Operational Overhead Comparison
Apache Airflow (self-managed) - Scheduler process: must be highly available - Workers: scale up/down based on task volume - Metadata DB: PostgreSQL, needs backups and maintenance - Webserver: for UI access - Log storage: centralised logging setup required - Upgrades: significant testing effort between major versions
Apache Airflow (MWAA - managed) - AWS manages scheduler, workers, webserver - You configure environment size (vCPUs, GB) - Always-on: you pay even when no DAGs are running - Startup/teardown: environment startup takes ~20 minutes
AWS Step Functions - Fully serverless - No infrastructure to manage - Pay per execution (Standard: per state transition) - Scales instantly to thousands of concurrent executions - No maintenance or upgrade cyclesThe operational cost difference is substantial for small teams.

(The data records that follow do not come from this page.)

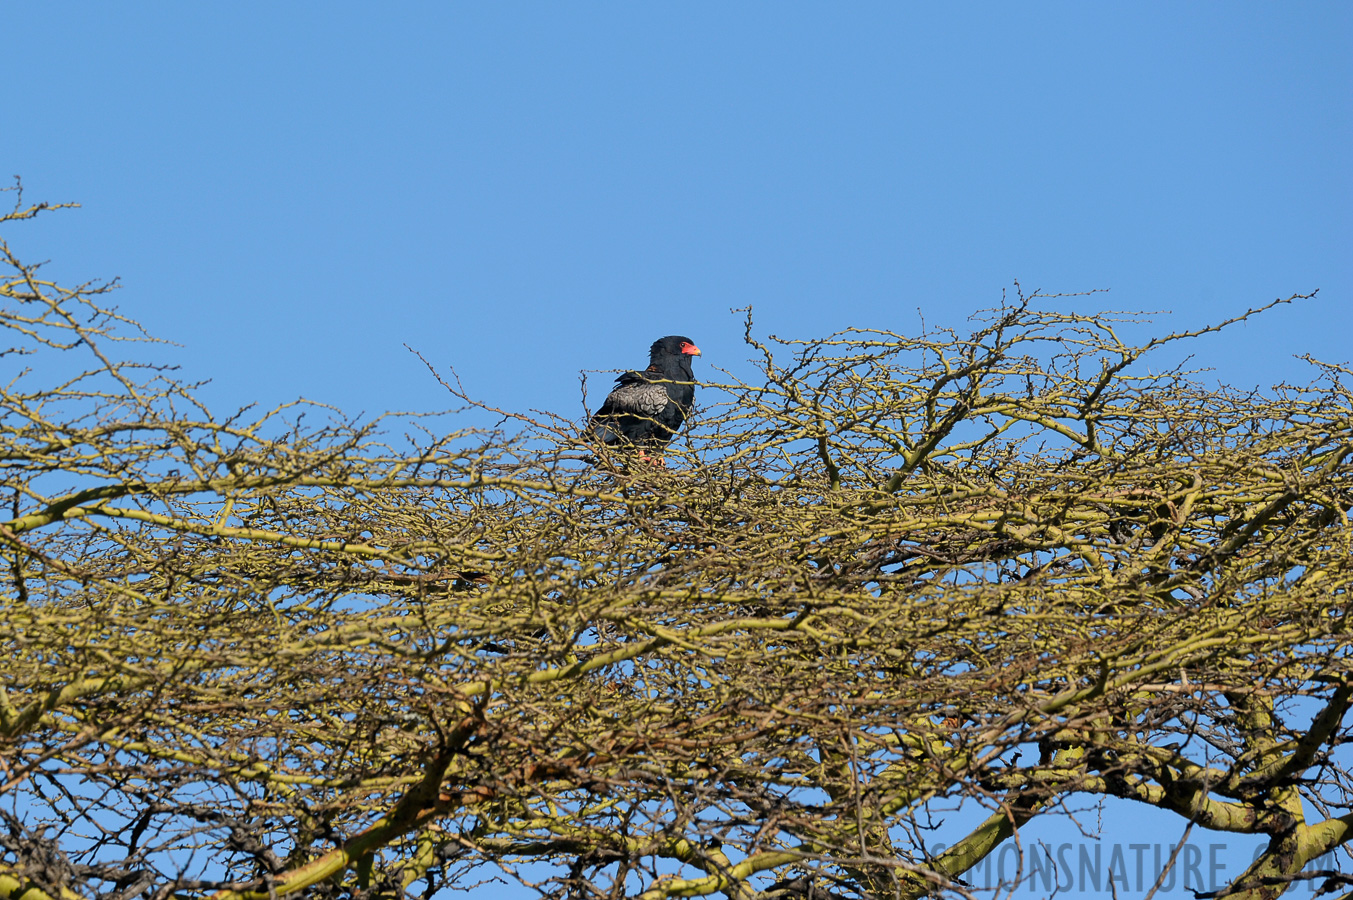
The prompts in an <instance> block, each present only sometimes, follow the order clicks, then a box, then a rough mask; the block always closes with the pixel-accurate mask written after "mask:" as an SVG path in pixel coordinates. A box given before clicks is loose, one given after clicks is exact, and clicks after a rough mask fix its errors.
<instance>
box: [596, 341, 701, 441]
mask: <svg viewBox="0 0 1353 900" xmlns="http://www.w3.org/2000/svg"><path fill="white" fill-rule="evenodd" d="M694 356H700V348H698V346H695V344H694V341H691V340H690V338H689V337H683V336H681V334H668V336H667V337H660V338H658V340H656V341H653V345H652V346H651V348H648V368H645V369H644V371H643V372H625V374H624V375H621V376H620V378H617V379H616V387H614V388H613V390H612V391H610V394H609V395H607V397H606V402H605V403H602V405H601V409H599V410H597V414H595V415H593V417H591V421H590V422H589V424H587V430H589V433H590V434H593V436H594V437H597V438H599V440H601V441H602V443H603V444H606V445H607V447H633V448H636V449H637V451H639V456H640V459H644V460H648V462H652V463H655V464H658V466H663V464H664V463H663V459H662V451H663V448H664V447H667V443H668V441H671V438H672V437H674V436H675V434H676V432H678V430H679V429H681V426H682V422H685V421H686V414H687V413H690V409H691V403H693V402H694V399H695V375H694V374H693V372H691V368H690V365H691V357H694ZM649 452H652V453H656V456H649Z"/></svg>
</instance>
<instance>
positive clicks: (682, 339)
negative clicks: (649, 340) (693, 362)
mask: <svg viewBox="0 0 1353 900" xmlns="http://www.w3.org/2000/svg"><path fill="white" fill-rule="evenodd" d="M682 356H700V348H698V346H695V344H694V341H691V340H690V338H689V337H682V336H681V334H668V336H667V337H660V338H658V340H656V341H653V345H652V346H651V348H649V349H648V359H651V360H652V361H655V363H656V361H658V360H660V359H663V357H678V359H679V357H682ZM686 361H687V363H689V361H690V360H686Z"/></svg>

A minimum viable MWAA environment costs 360/month for a lightly loaded environment. Step Functions costs nothing when idle and pennies for typical workflows.
Pricing Comparison
| Apache Airflow (MWAA) | AWS Step Functions (Standard) | |
|---|---|---|
| Idle cost | $350+/month (min environment) | $0 |
| Cost model | Per environment-hour + worker-hours | Per state transition |
| 1M state transitions | N/A | $25 |
| 1,000 small workflows/day | MWAA environment cost dominates | ~$0.75/day |
| 10 long workflows/day | MWAA is more cost-effective | Very cheap |
Step Functions is almost always cheaper unless you are running large numbers of state transitions (>40 million/month, where you exceed the free tier meaningfully) or need the features that justify MWAA’s cost.
Hybrid Architecture
The two tools are not mutually exclusive. A common pattern:
- Airflow (MWAA) handles scheduled data pipeline orchestration — dbt runs, Redshift loads, data quality checks, Spark jobs submitted via EMR operators
- Step Functions handles event-driven service workflows — order processing triggered by API calls, document processing triggered by S3 uploads, ML inference workflows triggered by SageMaker events
User API request | v[Step Functions: order workflow] (event-driven, per-request) | vResult in DynamoDB
---
02:00 UTC cron | v[Airflow: nightly_pipeline DAG] (schedule-driven, batch) | vReports in RedshiftThe deciding question is usually: is this workflow triggered on a schedule or by an event? Schedule → Airflow. Event → Step Functions.
Interview Notes
Q: What is MWAA? MWAA (Managed Workflows for Apache Airflow) is AWS’s managed Airflow service. AWS handles the scheduler, workers, webserver, and metadata database. You provide the DAG files (stored in S3) and configure the environment size. It removes the operational burden of managing Airflow infrastructure but still has an always-on cost.
Q: Can Step Functions replace Airflow entirely? For pure AWS-native workflows and event-driven use cases, yes. For Python-native data pipelines, multi-cloud integrations, complex scheduling with backfill, and data engineering teams comfortable with Python, Airflow has genuine advantages Step Functions cannot replicate cleanly.
Q: How does Step Functions handle scheduling? Step Functions does not have a built-in scheduler. Use Amazon EventBridge Scheduler to trigger Step Functions executions on a cron schedule. EventBridge Scheduler is serverless and has no cost when idle.
Q: What is a DAG in Airflow? A Directed Acyclic Graph — a Python object that defines the tasks in a pipeline and the dependencies between them. “Acyclic” means there are no circular dependencies — every path through the graph terminates. Airflow parses DAG files, identifies which tasks need to run based on their schedule and dependencies, and submits them to workers for execution.